Un pari prende una pari, e una pari prende un pari.

Bisticcio popolare antico parlandosi di matrimoni, dove si consiglia di prendere uomo o donna di pari condizione, costumi, ec.
  • Parrucchià, hanno rotta ‘a campana. Chi l’ha rotta, ‘a pava. È stato ‘o nepote vuosto… Allora è stata ‘na disgrazia…
Padre, (parroco) hanno rotto la campana. Chi l’ha rotta, la paga. È stato il nipote vostro… Allora è stata una disgrazia…

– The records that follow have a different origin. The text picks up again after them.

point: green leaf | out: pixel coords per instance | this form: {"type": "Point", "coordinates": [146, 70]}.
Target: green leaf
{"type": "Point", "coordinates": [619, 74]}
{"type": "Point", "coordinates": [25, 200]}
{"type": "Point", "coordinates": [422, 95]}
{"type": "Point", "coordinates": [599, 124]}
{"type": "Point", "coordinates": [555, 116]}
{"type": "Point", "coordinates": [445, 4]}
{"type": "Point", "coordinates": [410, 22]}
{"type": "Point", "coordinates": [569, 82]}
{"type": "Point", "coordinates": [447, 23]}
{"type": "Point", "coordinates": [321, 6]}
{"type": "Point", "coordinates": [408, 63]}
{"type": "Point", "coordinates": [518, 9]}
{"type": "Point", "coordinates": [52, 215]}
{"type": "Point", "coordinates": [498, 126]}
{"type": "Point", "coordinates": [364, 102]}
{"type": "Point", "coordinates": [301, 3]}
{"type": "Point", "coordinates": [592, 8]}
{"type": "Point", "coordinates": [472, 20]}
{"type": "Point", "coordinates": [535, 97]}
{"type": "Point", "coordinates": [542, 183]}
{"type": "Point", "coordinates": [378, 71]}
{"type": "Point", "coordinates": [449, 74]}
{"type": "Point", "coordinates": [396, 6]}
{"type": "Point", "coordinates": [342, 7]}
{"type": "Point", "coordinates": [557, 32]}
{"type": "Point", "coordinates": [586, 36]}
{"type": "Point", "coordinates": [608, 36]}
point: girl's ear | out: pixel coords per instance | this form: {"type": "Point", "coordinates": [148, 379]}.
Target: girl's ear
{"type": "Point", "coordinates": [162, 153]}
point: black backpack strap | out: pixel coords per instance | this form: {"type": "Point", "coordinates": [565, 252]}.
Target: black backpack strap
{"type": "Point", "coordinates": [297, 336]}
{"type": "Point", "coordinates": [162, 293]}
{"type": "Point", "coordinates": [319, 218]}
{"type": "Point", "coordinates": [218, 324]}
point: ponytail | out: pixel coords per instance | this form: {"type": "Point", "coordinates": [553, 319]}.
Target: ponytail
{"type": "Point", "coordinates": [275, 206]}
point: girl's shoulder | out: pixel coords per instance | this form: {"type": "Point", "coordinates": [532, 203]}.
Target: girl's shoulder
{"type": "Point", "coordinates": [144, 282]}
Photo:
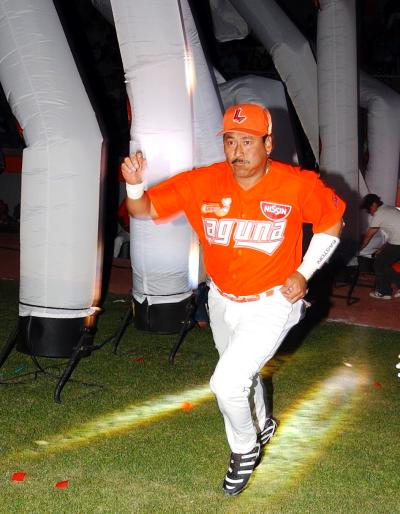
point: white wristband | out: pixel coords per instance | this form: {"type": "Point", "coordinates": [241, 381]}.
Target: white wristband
{"type": "Point", "coordinates": [135, 191]}
{"type": "Point", "coordinates": [319, 251]}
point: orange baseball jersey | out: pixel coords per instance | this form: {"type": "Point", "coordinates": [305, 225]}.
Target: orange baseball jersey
{"type": "Point", "coordinates": [252, 240]}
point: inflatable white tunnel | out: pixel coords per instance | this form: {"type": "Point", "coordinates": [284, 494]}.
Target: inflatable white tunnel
{"type": "Point", "coordinates": [159, 45]}
{"type": "Point", "coordinates": [60, 177]}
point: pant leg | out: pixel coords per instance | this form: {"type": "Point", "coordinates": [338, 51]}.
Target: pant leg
{"type": "Point", "coordinates": [385, 274]}
{"type": "Point", "coordinates": [256, 330]}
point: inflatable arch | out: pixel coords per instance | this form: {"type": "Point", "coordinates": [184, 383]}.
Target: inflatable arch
{"type": "Point", "coordinates": [60, 177]}
{"type": "Point", "coordinates": [175, 122]}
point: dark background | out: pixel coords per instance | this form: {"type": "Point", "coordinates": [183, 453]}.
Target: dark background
{"type": "Point", "coordinates": [96, 51]}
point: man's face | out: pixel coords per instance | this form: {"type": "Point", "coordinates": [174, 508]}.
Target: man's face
{"type": "Point", "coordinates": [372, 210]}
{"type": "Point", "coordinates": [246, 154]}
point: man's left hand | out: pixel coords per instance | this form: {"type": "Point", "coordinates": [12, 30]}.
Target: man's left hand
{"type": "Point", "coordinates": [295, 287]}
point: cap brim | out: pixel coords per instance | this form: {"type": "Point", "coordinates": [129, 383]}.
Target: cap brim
{"type": "Point", "coordinates": [243, 131]}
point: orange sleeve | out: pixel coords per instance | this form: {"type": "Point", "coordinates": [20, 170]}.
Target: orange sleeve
{"type": "Point", "coordinates": [322, 207]}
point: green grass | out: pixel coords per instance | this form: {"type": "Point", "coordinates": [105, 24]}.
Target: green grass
{"type": "Point", "coordinates": [345, 460]}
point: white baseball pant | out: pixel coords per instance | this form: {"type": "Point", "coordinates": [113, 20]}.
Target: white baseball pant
{"type": "Point", "coordinates": [246, 336]}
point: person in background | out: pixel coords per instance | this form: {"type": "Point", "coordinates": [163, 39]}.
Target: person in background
{"type": "Point", "coordinates": [387, 218]}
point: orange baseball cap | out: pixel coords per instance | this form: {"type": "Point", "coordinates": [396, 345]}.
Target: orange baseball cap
{"type": "Point", "coordinates": [252, 119]}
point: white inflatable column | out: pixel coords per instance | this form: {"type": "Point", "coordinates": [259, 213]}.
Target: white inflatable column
{"type": "Point", "coordinates": [158, 76]}
{"type": "Point", "coordinates": [337, 104]}
{"type": "Point", "coordinates": [292, 58]}
{"type": "Point", "coordinates": [60, 172]}
{"type": "Point", "coordinates": [383, 106]}
{"type": "Point", "coordinates": [207, 108]}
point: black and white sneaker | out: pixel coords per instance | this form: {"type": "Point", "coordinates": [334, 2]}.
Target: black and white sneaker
{"type": "Point", "coordinates": [241, 466]}
{"type": "Point", "coordinates": [269, 430]}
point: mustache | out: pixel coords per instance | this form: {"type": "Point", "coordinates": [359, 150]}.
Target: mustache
{"type": "Point", "coordinates": [240, 161]}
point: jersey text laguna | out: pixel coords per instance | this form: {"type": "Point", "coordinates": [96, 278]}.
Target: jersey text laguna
{"type": "Point", "coordinates": [264, 236]}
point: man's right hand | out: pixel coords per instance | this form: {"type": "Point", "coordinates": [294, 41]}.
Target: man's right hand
{"type": "Point", "coordinates": [133, 168]}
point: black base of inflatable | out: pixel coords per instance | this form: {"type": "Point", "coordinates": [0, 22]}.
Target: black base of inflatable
{"type": "Point", "coordinates": [49, 337]}
{"type": "Point", "coordinates": [164, 318]}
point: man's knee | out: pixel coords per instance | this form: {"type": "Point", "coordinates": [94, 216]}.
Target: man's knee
{"type": "Point", "coordinates": [229, 386]}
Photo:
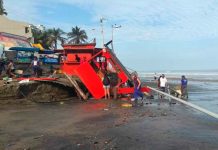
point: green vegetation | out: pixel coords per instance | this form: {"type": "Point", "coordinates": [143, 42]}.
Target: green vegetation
{"type": "Point", "coordinates": [2, 10]}
{"type": "Point", "coordinates": [77, 36]}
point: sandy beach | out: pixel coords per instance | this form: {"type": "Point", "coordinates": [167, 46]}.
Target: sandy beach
{"type": "Point", "coordinates": [105, 124]}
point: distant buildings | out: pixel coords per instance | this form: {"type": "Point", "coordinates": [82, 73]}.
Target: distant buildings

Si è sempre inflessibili nell’esigere la dovuta riparazione dal colpevole, vero o presunto; tutto cambia però, completamente, se si tratta di una persona legata a noi…
  • Passa crapa zoppa si nun trova quarcuno, che la ntoppa.
variante:
  • Passa crapa zoppa,
    Se non trova chi la ‘ntoppa.
Passa la capra zoppa, se non trova chi la ostacola.

Tutti possono riuscire, se non vengono intenzionalmente posti ostacoli.
  • Pazze e piccerille Dio l’ajuta.
Pazzi e bambini Dio li aiuta.
  • Pazzo chi joca e pazzo chi nun ghioca.
Pazzo chi gioca e pazzo chi non gioca

È follia giocare (a carte o al lotto), lo è altrettanto non tentare qualche volta la sorte, non osare mai nella vita.
  • Pe’ despietto ‘e muglierema me taglio ‘o cazzo.
Per far dispetto a mia moglie mi taglio il pene.

Una ben paradossale vendetta: vendicarsi di un altro danneggiando irreparabilmente sé stessi.
  • Pe’ ffà ‘o Papa s’ha dda sapè fà ‘o sacrestano
Per fare il Papa bisogna (prima) saper fare il sacrestano.
  • Pe’ mare nun nce stanno taverne.
Sul mare non ci sono taverne.
  • Pe’ n’aceno ‘e sale se perde ‘a menesta.
Per un grano di sale si perde (rovina) la minestra.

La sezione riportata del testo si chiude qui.